He preached a nonreligious Christianity that emphasized authenticity, creativity, and the leading of the Holy Spirit.
Gerald Coates, a church leader who envisioned a new way of doing church, free from formality and the trappings of tradition, has died at 78.
Coates was influential in spreading charismatic renewal in the United Kingdom and helped develop the house church movement into the British New Church Movement. Through his preaching, prophesying, and provocations, he pushed Christians to be more creative, be more receptive to the Holy Spirit, and understand themselves more as pioneers than settlers.
“God will not be tied to 17th century language, 18th century hymns, 19th century buildings, and 20th century religious inflexibility,” he once declared. “God is changing his church. We are part of that change!”
Coates co-organized the first March for Jesus in London in 1987 and founded Pioneer, a network of churches that prioritize the presence of God and seek to be catalysts for Christian unity.

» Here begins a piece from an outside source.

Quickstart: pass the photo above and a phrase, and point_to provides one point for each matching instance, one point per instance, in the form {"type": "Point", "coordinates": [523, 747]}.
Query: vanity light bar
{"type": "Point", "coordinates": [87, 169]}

Currently there are about 60 churches in the network.
“We will be forever grateful to Gerald for birthing Pioneer and creating a family for activists, creatives and those who didn’t always fit in mainstream or conventional church settings,” wrote Pioneer UK leader Ness Wilson and Pioneer international leader Billy Kennedy in a tribute to Coates.
They said that Coates “continued to live up to the name of the network he founded” to the end, “clearing the ground of unnecessary religious baggage and making a way for what God was doing.”
Kennedy described Coates as “part of a small group of dreamers and schemers … who set out to ‘restore the church’” and “preached a brand of non-religious Christianity that offended and delighted in equal measure.”